I am sure this is an oversight of my part but after spending some Sunday hours trying to figure it out, I decided to ask you.
Best,
mayte

> 
> On Thursday, January 09, 2014 2:09:07 PM, Mayte Suarez-Farinas wrote:
>> Hi Jim
>> 
>> Thanks for your answer. i am using the annaffy functions to crete the
>> the annotation tables. can you suggest a newer and easy package/set of
>> functions
>> to do this, avoiding getting a NA in probes with 2 entrezid??
> 
> Well, I can make some recommendations, but I don't have any easy suggestions. The reason these are coming up as NA in the first place is because it isn't clear what you are measuring with this probeset, or any other probeset that interrogates more than one gene. In fact you could have a scenario where one sample type is only expressing DEFB4A and the other is only expressing DEFB4B, but you would think there isn't a difference!
> 
> For this gene it may not matter - I don't know anything about this gene - but whatever you do, you will have to make some assumptions about ALL of the multiply-mapped probesets, and what might be reasonable for one gene may not be reasonable at all for another gene.
> 
> That is one of the reasons that MBNI came up with the re-mapped cdfs, so you can have some assurance that you are measuring the transcript from a single gene without confounding. So that is one thing you could consider, switching to the MBNI re-mapped cdf for this array. There are caveats to using those cdfs as well (mainly that the number of probes in a probeset varies widely, so the accuracy of your expression estimate varies as well. However, when you make comparisons you don't then take this variance into account, unless you use something like the puma package).
> 
> These days I am using ReportingTools rather than annaffy. But just switching still won't help, as ReportingTools uses similar methods to annotate. Instead you will have to do some work yourself first. Let's assume you are using limma to do the analysis, and you are creating an MArrayLM object called 'fit2'.
> 
> fit <- lmFit(eset, design)
> fit2 <- contrasts.fit(fit, contrast)
> fit2 <- eBayes(fit2)
> 
> Now we can add annotations to the fit2 object so topTable() will append the annotations.
> 
> gns <- select(hgu133plus2.db, featureNames(eset), c("ENTREZID","SYMBOL","GENENAME"))
> 
> You can add other things as well. The problem now is that the gns data.frame is not the right dimension because of the multiply-mapped probesets. This is where the tough decisions come in. As I see it you can:
> 
> 1.) Subset gns to have just one row per probeset.
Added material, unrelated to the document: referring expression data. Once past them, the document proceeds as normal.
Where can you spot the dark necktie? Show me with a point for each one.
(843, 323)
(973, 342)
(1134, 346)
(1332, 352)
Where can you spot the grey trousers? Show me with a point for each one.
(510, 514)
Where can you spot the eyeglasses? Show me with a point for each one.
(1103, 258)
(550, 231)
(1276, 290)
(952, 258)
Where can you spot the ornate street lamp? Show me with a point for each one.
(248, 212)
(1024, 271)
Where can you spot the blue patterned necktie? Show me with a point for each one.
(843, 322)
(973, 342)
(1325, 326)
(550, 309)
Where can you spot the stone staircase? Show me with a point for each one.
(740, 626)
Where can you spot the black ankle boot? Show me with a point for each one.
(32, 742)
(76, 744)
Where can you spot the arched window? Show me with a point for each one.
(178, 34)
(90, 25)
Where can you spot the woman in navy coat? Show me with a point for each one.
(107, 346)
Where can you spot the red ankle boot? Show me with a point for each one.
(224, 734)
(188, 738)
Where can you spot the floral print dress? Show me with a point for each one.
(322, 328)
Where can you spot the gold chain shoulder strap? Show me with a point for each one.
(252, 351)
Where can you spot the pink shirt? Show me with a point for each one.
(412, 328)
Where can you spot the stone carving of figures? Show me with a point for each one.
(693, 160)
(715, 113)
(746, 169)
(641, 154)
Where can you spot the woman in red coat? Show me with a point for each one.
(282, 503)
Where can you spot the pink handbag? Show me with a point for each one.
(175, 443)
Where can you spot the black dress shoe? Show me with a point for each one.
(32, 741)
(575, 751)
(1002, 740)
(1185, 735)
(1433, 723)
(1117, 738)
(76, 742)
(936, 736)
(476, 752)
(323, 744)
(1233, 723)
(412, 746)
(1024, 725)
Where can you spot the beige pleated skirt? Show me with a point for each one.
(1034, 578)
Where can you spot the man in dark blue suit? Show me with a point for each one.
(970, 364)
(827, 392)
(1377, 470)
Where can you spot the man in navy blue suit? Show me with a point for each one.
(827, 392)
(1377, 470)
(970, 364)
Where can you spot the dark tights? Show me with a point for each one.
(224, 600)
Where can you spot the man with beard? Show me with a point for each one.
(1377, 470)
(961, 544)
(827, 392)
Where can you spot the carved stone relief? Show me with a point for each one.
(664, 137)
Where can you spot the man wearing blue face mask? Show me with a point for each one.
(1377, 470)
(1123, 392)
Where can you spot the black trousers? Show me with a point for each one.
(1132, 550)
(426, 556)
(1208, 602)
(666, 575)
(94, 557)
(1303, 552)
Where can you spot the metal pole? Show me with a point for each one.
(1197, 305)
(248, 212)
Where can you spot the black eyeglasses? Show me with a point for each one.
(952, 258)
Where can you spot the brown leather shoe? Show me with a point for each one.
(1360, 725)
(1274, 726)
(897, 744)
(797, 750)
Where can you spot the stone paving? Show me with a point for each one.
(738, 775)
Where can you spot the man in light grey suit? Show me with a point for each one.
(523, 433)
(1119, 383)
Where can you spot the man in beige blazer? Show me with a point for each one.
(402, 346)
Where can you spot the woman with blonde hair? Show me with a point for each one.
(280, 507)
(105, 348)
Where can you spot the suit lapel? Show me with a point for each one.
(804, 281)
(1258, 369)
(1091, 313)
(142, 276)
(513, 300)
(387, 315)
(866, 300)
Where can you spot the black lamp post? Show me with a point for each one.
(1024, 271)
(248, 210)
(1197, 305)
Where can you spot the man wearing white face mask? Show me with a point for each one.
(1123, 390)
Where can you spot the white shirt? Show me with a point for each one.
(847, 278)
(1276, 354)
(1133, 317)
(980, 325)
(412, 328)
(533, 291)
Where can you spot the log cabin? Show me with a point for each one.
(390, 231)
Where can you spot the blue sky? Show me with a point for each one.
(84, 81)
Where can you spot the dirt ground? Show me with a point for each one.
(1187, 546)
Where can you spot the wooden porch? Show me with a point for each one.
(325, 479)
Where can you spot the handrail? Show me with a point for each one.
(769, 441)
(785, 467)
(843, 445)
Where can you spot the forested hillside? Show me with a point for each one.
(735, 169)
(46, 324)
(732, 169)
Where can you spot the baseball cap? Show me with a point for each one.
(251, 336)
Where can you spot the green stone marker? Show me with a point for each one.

>    a.) by doing something really naive like taking just the first instance of a probeset
>    b.) or by randomly selecting one of the multiple mappings
> 2.) Collapse multiple probesets so e.g. your favorite gene would now be
> 
> 207356_at DEFB4A|DEFB4B 1673|100289462
> 
> and you wouldn't lose any information. However, it will be trickier to make links to e.g., Entrez Gene for these cells if you care about those things. If you do 1a or 1b (let's use 1a as an example), you can do:
> 
> library(affycoretools) ## shameless plug, I know
> gns <- gns[!duplicated(gns[,1]),]
> fit2$genes <- gns
> 
> tab <- topTable(fit2, coef = 1, <other arguments go here>)
> 
> htab <- HTMLReport("coef1", "Data for contrast 1", reportDirectory = "reports/")
> publish(tab, htab, .modifyDF = list(entrezLinks, affyLinks))
> finish(htab)
> indx <- HTMLReport("index", "Main page")
> publish(Link(htab), indx)
> finish(indx)
> 
> 
> And then you will have a file called index.html that you can double click, and on that page will be a link you can use to see your data. The link will bring up an HTML table and there will be links to netaffx and Entrez Gene for the probeset IDs and Gene IDs (that's why you load affycoretools; to get the entrezLinks and affyLinks functions).
> 
> If you want to go through door #2, you won't be able to make links to Entrez Gene without creating a function of your own. Instead you could forgo those links and just do
> 
> gnlst <- tapply(1:nrow(gns), gns$PROBEID, function(x) gns[x,])
> gnlst <- lapply(gnlst, function(x) apply(x, 2, function(y) paste(unique(y), collapse = " | ")))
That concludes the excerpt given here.